Très portée sur l’infiltration, il faut savoir que Mark of Kri laisse constamment le choix au joueur. Il est possible de s’en sortir en réfléchissant un peu pour faire des « Stealth Kill », mais un joueur très porté sur les combats pourra parfaitement s’en sortir autrement, avec plus de difficulté, mais cela reste possible. Mark of Kri n’oblige pas le joueur à jouer d’une manière ou d’une autre, il propose une situation et laisse deux grandes familles de manœuvres, en rapport avec la situation. Il propose différentes possibilités par son gameplay et le joueur doit choisir celles qui lui conviennent le mieux.

Des idées intéressantes

Voici en vrac d’autres petites réjouissance que l’on peut trouver dans Mark of Kri, des petits idées qui ne mangent pas de pain, mais renforcent le plaisir de jeu. De part la taille de l’épée de Rau, ce dernier a énormément de difficulté à combattre dans des endroits exigus. En effet son arme tape contre les murs en empêchant la réalisation de Combos et en laissant Rau vulnérable un instant. Dans ce genre de situation, il vaut mieux favoriser le « Stealth Kill ».

En rapport avec ce genre de configuration du terrain, Rau peut encaisser une attaque à main nue pour réaliser un contre. Attention, pas n’importe quel contre ! Un contre fait exactement la même chose qu’un Stealh Kill, c’est-à-dire permet de se débarrasser d’un ennemi en un seul et unique coup ! Cela valorise largement les risques et offre un nouveau choix dans les situations à mouvements restreints. Rau peut tenter de s’approcher dans le dos pour lui briser la nuque, ou bien provoquer le garde, parer son attaque et le contrer.

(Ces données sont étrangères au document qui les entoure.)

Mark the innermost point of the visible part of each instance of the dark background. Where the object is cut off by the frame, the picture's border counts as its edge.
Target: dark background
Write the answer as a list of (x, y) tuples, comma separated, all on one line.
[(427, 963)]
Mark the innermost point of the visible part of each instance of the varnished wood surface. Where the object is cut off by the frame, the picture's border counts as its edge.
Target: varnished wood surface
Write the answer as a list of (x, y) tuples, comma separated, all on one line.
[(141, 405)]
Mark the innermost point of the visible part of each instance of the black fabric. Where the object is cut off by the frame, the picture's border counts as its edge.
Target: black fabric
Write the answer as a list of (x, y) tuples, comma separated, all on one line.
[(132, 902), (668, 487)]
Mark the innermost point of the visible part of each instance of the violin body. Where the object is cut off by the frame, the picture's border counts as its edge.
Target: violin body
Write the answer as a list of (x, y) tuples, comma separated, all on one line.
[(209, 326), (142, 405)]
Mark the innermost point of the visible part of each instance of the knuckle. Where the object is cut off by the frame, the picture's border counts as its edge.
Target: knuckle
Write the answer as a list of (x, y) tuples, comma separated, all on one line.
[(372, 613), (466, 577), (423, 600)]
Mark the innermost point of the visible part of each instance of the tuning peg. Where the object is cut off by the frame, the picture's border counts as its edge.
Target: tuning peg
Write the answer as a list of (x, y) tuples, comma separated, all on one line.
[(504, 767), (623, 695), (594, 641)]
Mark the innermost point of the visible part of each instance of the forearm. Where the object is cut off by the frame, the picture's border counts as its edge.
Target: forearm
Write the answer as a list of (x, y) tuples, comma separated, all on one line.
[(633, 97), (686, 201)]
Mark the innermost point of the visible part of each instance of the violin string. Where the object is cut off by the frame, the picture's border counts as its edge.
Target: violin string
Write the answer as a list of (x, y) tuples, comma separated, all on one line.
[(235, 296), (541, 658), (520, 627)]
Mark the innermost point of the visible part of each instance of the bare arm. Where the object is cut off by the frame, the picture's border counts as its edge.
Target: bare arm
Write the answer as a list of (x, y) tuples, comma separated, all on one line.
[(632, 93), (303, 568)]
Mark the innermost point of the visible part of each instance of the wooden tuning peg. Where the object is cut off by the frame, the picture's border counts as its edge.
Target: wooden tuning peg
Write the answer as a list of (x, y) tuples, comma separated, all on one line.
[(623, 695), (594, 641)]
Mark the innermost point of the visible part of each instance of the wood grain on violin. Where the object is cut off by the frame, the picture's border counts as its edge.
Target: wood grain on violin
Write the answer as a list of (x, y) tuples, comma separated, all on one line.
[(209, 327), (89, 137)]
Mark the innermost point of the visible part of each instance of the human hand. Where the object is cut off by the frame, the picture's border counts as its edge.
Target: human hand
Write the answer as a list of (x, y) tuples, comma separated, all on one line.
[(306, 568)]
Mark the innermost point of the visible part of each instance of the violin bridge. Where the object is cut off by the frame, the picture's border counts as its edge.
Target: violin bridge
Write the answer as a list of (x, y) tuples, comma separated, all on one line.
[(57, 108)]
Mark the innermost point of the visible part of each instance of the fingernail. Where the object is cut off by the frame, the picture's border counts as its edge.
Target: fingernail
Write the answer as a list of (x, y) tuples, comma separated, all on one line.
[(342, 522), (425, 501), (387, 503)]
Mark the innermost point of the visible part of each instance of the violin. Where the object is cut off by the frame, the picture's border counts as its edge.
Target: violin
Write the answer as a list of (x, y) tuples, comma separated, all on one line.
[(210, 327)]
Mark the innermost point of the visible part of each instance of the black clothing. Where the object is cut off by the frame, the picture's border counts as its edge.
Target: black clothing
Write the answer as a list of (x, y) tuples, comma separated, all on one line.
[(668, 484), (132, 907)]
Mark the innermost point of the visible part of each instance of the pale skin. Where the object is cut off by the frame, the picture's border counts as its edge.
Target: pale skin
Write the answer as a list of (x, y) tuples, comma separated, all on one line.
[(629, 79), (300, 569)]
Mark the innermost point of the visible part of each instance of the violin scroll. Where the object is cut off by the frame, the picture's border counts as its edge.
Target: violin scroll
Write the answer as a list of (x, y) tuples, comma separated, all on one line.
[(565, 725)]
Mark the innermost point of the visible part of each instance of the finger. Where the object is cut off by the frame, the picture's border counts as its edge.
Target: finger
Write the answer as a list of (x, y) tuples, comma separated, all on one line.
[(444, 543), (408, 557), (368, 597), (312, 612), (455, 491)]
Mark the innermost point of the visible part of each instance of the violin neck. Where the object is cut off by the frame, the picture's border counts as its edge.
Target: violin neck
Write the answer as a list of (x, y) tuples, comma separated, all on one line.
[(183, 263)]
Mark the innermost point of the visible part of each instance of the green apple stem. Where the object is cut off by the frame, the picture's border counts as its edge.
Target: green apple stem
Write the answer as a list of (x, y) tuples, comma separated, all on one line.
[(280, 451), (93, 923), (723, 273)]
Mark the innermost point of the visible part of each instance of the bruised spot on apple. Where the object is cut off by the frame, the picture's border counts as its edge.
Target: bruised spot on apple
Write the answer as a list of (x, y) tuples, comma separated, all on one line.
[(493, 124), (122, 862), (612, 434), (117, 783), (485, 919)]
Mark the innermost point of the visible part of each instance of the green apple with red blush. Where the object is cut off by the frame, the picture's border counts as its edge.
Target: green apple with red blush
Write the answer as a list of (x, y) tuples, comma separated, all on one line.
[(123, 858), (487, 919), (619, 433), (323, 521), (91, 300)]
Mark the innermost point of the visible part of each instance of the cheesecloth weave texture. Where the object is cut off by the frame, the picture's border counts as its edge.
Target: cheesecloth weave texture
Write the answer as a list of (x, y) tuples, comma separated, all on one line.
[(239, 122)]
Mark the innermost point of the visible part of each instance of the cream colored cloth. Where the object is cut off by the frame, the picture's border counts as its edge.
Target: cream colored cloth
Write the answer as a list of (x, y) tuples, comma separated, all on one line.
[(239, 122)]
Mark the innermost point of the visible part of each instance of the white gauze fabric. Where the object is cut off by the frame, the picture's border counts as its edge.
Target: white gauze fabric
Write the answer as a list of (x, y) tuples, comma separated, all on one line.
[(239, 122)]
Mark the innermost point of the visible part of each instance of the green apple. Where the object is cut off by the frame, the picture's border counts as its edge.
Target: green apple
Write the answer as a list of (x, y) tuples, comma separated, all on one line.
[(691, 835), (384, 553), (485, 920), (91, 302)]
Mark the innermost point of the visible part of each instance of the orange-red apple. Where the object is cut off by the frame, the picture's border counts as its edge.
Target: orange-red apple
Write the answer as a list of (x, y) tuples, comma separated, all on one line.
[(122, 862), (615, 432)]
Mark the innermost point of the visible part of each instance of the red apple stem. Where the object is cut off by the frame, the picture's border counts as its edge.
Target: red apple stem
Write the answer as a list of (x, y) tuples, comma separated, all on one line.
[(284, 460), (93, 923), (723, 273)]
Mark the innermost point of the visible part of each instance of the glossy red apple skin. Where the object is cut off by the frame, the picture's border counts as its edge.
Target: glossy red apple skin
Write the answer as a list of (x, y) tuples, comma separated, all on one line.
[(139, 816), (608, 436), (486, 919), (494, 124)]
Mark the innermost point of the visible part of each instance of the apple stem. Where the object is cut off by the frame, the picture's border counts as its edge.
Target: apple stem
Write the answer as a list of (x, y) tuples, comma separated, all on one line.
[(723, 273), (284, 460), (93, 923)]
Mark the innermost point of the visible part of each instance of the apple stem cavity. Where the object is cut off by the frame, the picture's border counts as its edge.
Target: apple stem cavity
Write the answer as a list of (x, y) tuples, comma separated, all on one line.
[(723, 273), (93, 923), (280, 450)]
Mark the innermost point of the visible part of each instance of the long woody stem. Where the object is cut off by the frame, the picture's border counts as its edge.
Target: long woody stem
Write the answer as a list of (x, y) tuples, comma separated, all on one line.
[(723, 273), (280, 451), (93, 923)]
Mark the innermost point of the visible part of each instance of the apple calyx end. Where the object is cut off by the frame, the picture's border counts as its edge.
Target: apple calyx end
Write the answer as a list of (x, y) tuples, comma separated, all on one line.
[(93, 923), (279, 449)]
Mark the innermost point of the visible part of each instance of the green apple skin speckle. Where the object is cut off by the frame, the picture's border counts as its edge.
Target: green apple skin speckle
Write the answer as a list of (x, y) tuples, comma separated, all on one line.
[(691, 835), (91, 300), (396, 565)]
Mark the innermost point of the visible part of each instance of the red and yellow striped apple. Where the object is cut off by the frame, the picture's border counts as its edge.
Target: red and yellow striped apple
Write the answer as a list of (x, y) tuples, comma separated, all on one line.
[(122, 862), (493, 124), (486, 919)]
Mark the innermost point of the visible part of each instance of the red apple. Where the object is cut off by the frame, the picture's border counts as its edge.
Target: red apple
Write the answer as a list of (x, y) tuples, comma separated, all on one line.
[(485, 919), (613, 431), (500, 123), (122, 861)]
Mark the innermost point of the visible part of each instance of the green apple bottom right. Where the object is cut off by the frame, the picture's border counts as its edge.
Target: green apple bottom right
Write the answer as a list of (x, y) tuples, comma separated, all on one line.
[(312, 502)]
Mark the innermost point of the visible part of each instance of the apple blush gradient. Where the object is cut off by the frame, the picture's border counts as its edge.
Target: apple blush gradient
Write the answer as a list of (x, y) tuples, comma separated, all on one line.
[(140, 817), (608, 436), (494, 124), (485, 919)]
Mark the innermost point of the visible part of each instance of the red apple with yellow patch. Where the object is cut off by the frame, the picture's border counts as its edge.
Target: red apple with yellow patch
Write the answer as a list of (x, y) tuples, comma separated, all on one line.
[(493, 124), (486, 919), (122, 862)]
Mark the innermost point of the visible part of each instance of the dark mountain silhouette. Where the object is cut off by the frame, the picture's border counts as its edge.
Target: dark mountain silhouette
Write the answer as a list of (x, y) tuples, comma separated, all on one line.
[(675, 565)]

Autre petite idée, les effets varient suivant les surfaces que Rau frappe, au cours d’un mouvement avec son épée. En frappant sur de la pierre, Rau est étourdi un bref instant et ne peut enchaîner. Par contre, en tapant du bois, Rau peut accidentellement planter son épée dans un arbre, ce qui le laisse vulnérable le temps de dégager son arme. Il faut être très vigilant sur l’environnement !

Conclusion

Mark of Kri n’est peut-être pas ce que l’on appelle communément un grand jeu, mais est indéniablement un excellent travail de Game Design. Il se permet de réinventer un genre pourtant vieux et usé jusqu’à la corde, d’une manière particulièrement intelligente. Il offre constamment des situations de choix, avec différentes possibilités et le joueur utilise la stratégie qu’il désire. Mark of Kri est un véritable tour de force car il offre des innovations intéressantes qui changent la manière de percevoir l’espace, habituellement purement décoratif dans ce genre de jeu. Infiniment plus intéressant que les autres Beat’em All récent en 3D comme les Deux Tours ou le Retour du Roi, il marque un tournant dans le genre avec des idées intelligentes qui pourront sûrement être exploitées et développées ailleurs.

Il n’y a plus qu’à attendre avec impatience les autres jeux de ce studio, présenté à l’E3 cette année avec bien entendu la suite de Mark of Kri et surtout un God of War particulièrement impressionnant, qui semble de la même veine, mais réalisé par le studio de Santa Monica. Voilà ce que peut donner un jeu au Game Design intelligent, renouveler le genre du premier coup est assurément le travail d’une équipe talentueuse. Avec ICO et Mark of Kri, les studios internes à Sony prennent vraiment du galon, il était temps.